No caso da PUC São Paulo, comparecem fotos da invasão do campus Monte Alegre pela polícia, o incêndio do Tuca (cuja causa é ignorada até hoje), bem como o evento de doação do título de doutor honoris causa a Dom Helder Câmara, naquele período. Além da minha relação pessoal e institucional com Dom Paulo, e acompanhamento de sua presença em outras conjunturas, em momentos complexos e conflitantes, foi possível constatar sua visão crítica e enriquecedora, que favoreceram a trajetória universitária da Universidade, respeitada sua grande autonomia e liberdade de pensamento, bem como compreensão das suas dificuldades e conquistas reconhecidas em todo o país.
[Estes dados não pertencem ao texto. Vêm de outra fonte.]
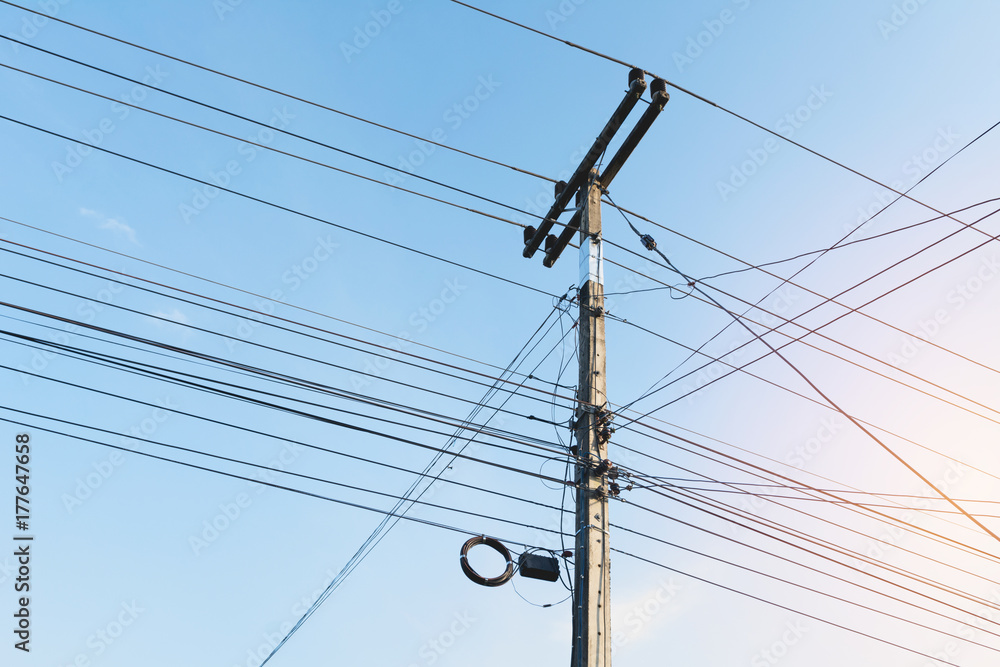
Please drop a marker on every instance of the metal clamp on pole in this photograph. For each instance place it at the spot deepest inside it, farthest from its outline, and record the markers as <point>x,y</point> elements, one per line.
<point>637,86</point>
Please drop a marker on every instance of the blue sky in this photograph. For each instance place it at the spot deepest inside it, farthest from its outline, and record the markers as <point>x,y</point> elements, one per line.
<point>141,561</point>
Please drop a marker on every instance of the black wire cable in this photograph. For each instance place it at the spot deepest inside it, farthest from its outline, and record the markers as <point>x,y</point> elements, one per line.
<point>774,384</point>
<point>282,208</point>
<point>171,376</point>
<point>694,504</point>
<point>756,494</point>
<point>781,606</point>
<point>754,267</point>
<point>825,299</point>
<point>802,534</point>
<point>263,482</point>
<point>289,153</point>
<point>259,466</point>
<point>270,90</point>
<point>258,296</point>
<point>388,523</point>
<point>325,420</point>
<point>216,333</point>
<point>764,473</point>
<point>200,355</point>
<point>815,330</point>
<point>329,451</point>
<point>774,133</point>
<point>823,593</point>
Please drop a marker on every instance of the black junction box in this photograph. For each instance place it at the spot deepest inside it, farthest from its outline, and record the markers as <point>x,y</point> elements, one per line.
<point>535,566</point>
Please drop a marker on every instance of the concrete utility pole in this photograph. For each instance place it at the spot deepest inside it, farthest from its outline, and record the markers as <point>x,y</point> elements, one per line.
<point>595,474</point>
<point>592,582</point>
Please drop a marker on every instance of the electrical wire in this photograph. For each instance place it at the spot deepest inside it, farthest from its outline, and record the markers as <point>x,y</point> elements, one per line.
<point>286,209</point>
<point>267,89</point>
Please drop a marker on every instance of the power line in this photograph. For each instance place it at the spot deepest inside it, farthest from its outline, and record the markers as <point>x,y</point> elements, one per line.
<point>285,208</point>
<point>698,97</point>
<point>295,155</point>
<point>271,484</point>
<point>213,308</point>
<point>780,606</point>
<point>270,90</point>
<point>256,295</point>
<point>761,473</point>
<point>410,496</point>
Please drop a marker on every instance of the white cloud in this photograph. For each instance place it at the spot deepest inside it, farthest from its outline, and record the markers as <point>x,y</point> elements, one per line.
<point>113,224</point>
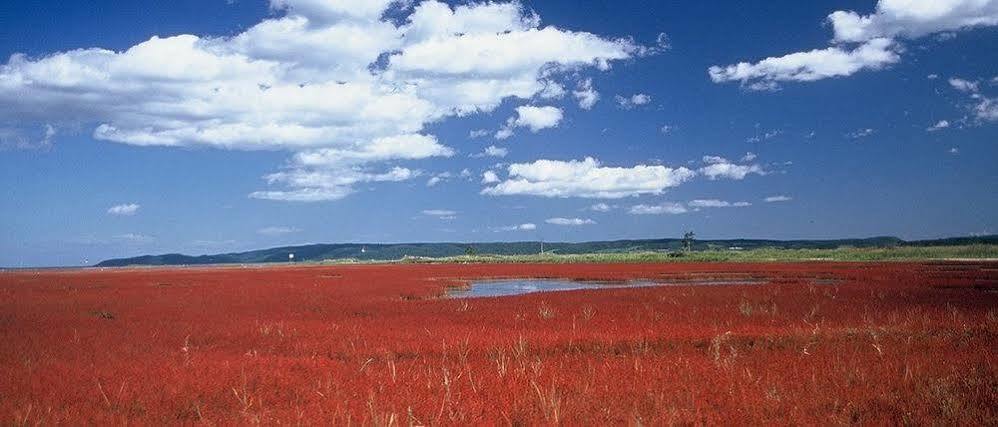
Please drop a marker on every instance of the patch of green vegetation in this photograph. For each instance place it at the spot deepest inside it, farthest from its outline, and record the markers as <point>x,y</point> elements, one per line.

Um acontecimento de destaque foi a nomeação de uma reitora, Nadir Kfouri (com duas fotos no livro), a primeira Universidade católica do mundo a indicar uma mulher para esse cargo. A dimensão acadêmica de Dom Paulo pode ser apreciada pelos 24 títulos honoris causa recebidos em universidades do mundo inteiro.

Um tópico relevante da sua caminhada foi a adesão ao ecumenismo, realizado com parcerias em atividades e em atos de participação conjunta na Catedral da Sé. Ecumenismo entendido como respeito às outras religiões e culturas, traduzido no diálogo efetivo inter-religioso.

Nas palavras de Leonardo Boff: "No entardecer da vida, guarda a chama viva da espiritualidade franciscana, simples, despojada e pobre. Alegre e lentamente, vai ao encontro do Senhor a quem sempre serviu especialmente nos outros mais penalizados pela vida e pela sociedade injusta".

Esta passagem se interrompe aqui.